Well, changes to metrics would also alter the leaderboard and thereby automatically change the account weighting to those metrics that the fund believes are most useful.

And the account leaderboard, in my opinion, gives a good indication of how well individual people have performed during the past year, which definitely has been in a changing environment. So they might also be good at handling new changes to eg. the dataset. And if they are not, they will decrease in account weight by falling in the account ranking, just as the case is now by burning their model stakes.
So this would also be a system that ‘optimize’ itself, just as the one we have now with the stake weighting.

However, these are all just thoughts

Yeah, but you wouldn’t have been optimizing for those – they might not even have existed before (probably didn’t). So then we get rug pulled because we didn’t do well on a metric in the past that didn’t even exist in that past. This has got to work for the participants somehow as well…

Think we are talking about two different things. I’m talking about the MM weights and how to maybe optimize the MetaModel.

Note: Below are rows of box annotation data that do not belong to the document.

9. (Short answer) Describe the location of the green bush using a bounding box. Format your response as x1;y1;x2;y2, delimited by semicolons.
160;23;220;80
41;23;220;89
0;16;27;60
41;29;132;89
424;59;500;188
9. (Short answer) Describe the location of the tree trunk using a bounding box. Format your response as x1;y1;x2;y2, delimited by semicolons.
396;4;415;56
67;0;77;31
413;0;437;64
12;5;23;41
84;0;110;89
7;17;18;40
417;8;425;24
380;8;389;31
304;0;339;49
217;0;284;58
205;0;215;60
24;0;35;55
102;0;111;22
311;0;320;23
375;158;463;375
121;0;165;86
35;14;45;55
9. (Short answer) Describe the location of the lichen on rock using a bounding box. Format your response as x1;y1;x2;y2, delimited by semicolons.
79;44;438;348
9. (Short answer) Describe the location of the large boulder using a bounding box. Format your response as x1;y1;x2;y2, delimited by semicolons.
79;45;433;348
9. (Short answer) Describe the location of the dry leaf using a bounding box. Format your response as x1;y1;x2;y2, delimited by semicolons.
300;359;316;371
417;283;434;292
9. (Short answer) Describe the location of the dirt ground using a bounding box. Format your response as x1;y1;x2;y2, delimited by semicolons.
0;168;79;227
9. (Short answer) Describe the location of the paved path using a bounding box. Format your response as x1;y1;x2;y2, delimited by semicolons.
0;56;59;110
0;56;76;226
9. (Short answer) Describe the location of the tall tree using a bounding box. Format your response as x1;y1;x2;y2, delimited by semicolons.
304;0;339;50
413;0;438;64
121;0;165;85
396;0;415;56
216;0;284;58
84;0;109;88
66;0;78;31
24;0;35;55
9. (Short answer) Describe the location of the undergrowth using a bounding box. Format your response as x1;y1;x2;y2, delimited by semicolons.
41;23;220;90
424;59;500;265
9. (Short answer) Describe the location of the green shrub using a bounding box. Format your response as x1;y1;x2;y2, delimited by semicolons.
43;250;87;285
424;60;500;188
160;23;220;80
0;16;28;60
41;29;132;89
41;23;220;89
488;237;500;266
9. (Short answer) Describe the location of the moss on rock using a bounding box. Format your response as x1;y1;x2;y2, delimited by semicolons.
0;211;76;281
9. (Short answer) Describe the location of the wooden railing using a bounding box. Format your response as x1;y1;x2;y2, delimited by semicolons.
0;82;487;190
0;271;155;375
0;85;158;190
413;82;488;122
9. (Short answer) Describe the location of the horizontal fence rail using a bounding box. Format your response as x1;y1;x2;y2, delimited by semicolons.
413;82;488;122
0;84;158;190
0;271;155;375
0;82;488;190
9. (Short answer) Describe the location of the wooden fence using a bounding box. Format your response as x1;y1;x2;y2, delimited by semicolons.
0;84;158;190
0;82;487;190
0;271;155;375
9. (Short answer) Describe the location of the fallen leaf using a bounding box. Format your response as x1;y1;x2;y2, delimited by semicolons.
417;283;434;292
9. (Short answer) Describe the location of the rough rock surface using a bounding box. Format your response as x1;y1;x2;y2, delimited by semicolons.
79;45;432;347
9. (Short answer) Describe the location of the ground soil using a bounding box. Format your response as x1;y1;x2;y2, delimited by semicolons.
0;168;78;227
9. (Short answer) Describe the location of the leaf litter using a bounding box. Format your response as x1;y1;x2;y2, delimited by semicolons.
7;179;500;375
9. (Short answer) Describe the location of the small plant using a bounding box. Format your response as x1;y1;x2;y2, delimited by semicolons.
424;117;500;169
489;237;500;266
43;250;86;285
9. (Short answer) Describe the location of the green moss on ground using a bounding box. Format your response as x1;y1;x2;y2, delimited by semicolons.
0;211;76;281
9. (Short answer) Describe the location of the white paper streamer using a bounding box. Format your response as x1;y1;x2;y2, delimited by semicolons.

I don’t see how changing the MM weight system will rug-pull anyone since they don’t affect payouts (or at least to a minimal amount). The only thing that might be affected is the MM performance, and the fund should obviously only do this if it could improve MM performance

Well, they are talking about restricting staking, i.e. keeping the link between staking and MM control, but controlling who gets to stake and how much. So you do bad, and you don’t get to stake seems to be the likely result of any gatekeeping scheme. In any case, I think they will always want to keep the link between MM control and potential rewards – if they’ve downgraded you in the MM weights due to some rule change, you can bet your payoffs are going with it. Which is fine, but not overnight.

Here’s the larger thought about all of this that’s happening. Numerai has a plan. Anybody finds it easy to follow a plan when things are going good. If the first thing you do when something goes badly is change the plan…THEN YOU NEVER HAD A PLAN. The whole point of a plan is so you know what to do when things go wrong – you stick to the plan. That’s the most important reason for having a plan. If you make changes, you do them holistically and because you realize the plan is flawed – something going badly in a probabilistic game like this isn’t in and of itself evidence of a flawed plan. Again, it is the entire reason for the plan because things are ABSOLUTELY GUARANTEED to go badly sometimes – the plan is what gets you through.

And if you find that you have a flawed plan and there are necessary changes to be made…well first of all you don’t blame the people who were just following the plan you set-up. You apologize, you say we’ve made a mistake, we recognize that this plan will never work (or this part of it, whatever), and its got to change. But its all our fault, we’ll try to make good any damage we’re doing, and we’ll start from there and think it over very carefully. That’s not what I see happening.

7 Likes

This is true for most individuals, but not for big investors/institutions.
Big investors stake big, because they have a lot of money to allocate.
Their stake is not proportionate to the quality of their model.

It can’t be! There are some very smart inidiviuals here, submitting great models.
Bigger investors/instituitions can’t be 10x better, but they can have 100x more money to allocate.

5 Likes

Also worth noting the potential effect of un-staking some big accounts for bad performance.
If they sell their stake, NMR could collapse and then it takes the whole ecosystem with them!

Unstaking big accounts or many small bad bad performing accounts means the end of the game.
NMR is weak anyway. All cryptos are. Such an event would be the final one.

2 Likes

Yes, I agree. The biggest stakers often just want a return…maybe any return because they are really just NMR hodlrs or whatever. But even if they are top-class models, as you say they still can’t be exponentially better than everybody else, so I think some sort of anti-top-heaviness clamp on staking (or something equivalent) would be appropriate. The stakes tend to conform to a power law distribution but the quality of the models don’t. Its the distribution of the stakes/mm control that needs to be adjusted to be more like the other.